Invasive Species

Zebra mussel
A seemingly innocuous invader, the zebra mussel, has devastated fisheries and industries in its host lands. Source: USGS
The invasive snakehead. Source: USGS, Artist: Susan Trammell

Biodiversity, ecosystem services, and risks
Invasive species are non-native species that have been introduced to a waterway and that have been able to establish themselves in that ecosystem at the expense of other species. Increase in invasive species is correlated with a decrease in overall biodiversity and loss of ecosystem services and is a major concern in coastal ecosystems (Worm et al, 2006). Invasive species often upset the entire ecosystem balance, driving less competitive species into extinction and fundamentally altering the food web. High profile examples include the proliferation of zebra mussels in the Great Lakes--which have caused the decline in many native species and caused many industrial problems--and the Nile perch, which caused the extinction of hundreds of aquatic species in Lake Victoria. Invasive species are listed as the second greatest source of species extinctions (Wilcove et al, 1998).The figures at the right illustrate the interrelations between biodiversity, ecosystem services, and risks;species invasions is shown at the far right under "risks."

Invasive species are often transported via the ballast water ships sometimes carry to help keep them level. Water is taken from the starting point of a journey and then released at the end point--along with any organisms living inside.

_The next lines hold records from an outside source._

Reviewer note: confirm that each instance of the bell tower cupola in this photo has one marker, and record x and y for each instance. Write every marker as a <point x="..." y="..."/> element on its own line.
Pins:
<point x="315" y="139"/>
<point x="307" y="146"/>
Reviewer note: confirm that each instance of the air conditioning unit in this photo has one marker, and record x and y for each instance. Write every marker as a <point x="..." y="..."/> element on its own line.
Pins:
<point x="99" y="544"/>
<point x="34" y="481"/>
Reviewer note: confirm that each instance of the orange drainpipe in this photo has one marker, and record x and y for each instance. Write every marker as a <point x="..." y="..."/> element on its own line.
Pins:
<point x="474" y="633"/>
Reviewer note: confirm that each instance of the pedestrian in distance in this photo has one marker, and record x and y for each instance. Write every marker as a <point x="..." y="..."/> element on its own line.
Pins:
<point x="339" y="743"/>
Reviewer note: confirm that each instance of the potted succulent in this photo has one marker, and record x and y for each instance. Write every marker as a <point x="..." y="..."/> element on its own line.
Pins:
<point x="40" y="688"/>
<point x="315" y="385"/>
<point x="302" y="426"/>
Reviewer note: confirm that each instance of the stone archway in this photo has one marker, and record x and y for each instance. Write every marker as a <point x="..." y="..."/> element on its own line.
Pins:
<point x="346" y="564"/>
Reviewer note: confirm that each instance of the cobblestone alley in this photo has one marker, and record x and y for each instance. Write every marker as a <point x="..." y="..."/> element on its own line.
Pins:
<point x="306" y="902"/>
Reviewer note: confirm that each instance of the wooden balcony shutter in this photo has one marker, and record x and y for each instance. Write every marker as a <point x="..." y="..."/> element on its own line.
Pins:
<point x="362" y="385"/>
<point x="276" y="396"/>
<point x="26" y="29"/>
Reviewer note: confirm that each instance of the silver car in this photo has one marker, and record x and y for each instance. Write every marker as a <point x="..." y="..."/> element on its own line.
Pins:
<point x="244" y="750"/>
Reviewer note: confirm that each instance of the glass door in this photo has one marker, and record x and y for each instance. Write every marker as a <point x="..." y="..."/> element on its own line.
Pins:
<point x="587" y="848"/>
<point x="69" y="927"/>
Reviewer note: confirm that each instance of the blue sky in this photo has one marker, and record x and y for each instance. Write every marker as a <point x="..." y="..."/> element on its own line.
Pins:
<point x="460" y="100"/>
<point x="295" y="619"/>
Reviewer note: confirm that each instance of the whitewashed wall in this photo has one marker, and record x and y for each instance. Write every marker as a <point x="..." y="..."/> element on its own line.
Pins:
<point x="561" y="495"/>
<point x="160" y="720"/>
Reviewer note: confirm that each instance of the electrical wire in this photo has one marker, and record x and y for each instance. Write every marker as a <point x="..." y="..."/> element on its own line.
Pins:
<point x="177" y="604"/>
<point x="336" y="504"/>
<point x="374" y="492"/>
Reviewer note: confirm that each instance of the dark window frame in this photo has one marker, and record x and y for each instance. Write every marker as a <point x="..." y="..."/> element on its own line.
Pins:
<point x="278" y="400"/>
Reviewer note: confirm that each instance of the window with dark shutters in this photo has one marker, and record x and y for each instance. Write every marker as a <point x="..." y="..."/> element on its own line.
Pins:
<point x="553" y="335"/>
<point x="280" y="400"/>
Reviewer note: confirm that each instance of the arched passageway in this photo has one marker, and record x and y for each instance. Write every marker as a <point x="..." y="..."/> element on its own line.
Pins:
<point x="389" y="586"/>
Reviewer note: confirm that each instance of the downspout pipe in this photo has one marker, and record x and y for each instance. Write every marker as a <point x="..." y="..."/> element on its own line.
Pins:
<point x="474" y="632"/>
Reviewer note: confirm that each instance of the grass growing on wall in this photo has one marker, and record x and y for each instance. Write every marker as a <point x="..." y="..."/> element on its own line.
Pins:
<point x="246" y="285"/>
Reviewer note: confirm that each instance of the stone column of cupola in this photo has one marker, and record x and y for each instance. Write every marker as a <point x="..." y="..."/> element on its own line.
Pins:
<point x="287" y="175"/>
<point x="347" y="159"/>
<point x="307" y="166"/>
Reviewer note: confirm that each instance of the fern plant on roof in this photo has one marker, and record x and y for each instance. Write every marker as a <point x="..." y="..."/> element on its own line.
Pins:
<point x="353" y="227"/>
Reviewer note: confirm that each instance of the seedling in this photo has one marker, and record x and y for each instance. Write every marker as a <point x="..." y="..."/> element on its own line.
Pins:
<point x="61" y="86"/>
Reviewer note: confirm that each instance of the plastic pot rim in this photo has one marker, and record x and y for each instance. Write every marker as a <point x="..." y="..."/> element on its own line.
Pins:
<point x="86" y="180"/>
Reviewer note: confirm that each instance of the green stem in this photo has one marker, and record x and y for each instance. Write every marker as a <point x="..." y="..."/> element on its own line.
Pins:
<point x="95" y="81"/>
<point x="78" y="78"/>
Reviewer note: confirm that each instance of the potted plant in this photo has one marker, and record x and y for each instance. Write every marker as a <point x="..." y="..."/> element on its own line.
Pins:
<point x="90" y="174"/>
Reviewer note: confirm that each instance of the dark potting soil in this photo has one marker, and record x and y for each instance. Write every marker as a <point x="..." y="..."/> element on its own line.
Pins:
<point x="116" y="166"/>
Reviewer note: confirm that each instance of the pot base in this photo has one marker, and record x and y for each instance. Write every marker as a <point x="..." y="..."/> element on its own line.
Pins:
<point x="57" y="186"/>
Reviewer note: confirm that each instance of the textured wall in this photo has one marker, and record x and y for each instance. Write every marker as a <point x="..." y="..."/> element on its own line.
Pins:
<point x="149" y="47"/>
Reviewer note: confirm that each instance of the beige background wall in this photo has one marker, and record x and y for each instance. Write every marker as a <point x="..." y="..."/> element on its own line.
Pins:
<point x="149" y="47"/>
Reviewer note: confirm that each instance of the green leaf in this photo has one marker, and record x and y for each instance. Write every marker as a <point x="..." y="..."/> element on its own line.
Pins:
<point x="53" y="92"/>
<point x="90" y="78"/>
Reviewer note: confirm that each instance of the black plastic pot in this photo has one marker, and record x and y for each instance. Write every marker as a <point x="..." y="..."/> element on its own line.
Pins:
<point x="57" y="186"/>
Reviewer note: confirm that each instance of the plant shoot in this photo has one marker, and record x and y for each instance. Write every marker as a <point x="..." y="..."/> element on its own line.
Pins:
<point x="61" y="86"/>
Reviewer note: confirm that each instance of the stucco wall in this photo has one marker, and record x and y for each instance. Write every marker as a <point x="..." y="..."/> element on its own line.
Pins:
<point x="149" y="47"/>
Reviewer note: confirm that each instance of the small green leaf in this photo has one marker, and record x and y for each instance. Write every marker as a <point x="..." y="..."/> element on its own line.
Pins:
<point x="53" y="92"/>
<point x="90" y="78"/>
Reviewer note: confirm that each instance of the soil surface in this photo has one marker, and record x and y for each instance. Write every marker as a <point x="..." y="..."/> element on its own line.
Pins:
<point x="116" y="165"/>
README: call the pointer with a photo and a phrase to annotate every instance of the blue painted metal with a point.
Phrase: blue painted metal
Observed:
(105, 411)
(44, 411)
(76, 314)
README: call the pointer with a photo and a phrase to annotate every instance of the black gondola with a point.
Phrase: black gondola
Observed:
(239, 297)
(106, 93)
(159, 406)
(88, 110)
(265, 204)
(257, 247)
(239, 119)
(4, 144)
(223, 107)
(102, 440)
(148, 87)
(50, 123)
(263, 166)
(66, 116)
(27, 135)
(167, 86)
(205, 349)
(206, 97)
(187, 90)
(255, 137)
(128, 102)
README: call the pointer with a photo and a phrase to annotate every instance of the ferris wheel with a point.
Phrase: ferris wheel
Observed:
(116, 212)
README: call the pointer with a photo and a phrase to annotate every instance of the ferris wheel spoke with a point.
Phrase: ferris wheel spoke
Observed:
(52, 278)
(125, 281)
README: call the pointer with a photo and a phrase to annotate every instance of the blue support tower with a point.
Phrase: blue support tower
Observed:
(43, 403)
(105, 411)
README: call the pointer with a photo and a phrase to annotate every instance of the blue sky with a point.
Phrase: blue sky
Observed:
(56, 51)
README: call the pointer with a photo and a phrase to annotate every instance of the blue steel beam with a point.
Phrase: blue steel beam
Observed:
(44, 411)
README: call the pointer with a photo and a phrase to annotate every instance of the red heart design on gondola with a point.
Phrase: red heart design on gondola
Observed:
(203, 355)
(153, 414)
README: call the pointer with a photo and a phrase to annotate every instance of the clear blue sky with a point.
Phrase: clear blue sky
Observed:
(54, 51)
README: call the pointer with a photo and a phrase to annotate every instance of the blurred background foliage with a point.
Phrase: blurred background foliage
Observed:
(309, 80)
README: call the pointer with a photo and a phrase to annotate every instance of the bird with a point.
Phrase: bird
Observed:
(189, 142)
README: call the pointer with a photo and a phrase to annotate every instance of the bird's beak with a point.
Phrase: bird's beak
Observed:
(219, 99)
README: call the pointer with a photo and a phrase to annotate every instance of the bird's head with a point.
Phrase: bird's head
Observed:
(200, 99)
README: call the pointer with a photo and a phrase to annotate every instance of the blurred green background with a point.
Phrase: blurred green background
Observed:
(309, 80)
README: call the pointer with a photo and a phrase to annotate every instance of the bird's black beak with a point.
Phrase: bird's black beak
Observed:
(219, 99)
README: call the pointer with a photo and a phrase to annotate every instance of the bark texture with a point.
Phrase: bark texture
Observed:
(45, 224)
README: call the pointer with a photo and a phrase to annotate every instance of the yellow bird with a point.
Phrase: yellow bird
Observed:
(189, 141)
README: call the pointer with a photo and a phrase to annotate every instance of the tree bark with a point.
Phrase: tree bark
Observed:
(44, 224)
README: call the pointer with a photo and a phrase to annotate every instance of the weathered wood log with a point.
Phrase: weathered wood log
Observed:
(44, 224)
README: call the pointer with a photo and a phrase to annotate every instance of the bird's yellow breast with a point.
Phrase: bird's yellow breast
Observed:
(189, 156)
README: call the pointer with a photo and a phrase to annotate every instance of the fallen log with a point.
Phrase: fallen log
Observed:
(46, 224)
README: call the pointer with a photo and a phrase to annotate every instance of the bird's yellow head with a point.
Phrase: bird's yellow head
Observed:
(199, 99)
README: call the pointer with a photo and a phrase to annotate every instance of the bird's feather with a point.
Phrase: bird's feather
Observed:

High risk ballast in regards to transport of invasives is water taken onboard in a freshwater or estuarine port as those organisms have a high chance of surviving in their new environment (Portland University, 2006). Invasives are also released intentially-as with unwanted pet release or through aquarium dumping--such as the release of the red-eared slider in the United States.

An important aspect of the invasive species problem is that once an invasive is present in an estem, it is often impossible to remove it; thus, it is essential to prevent invasive species from arriving in the first place.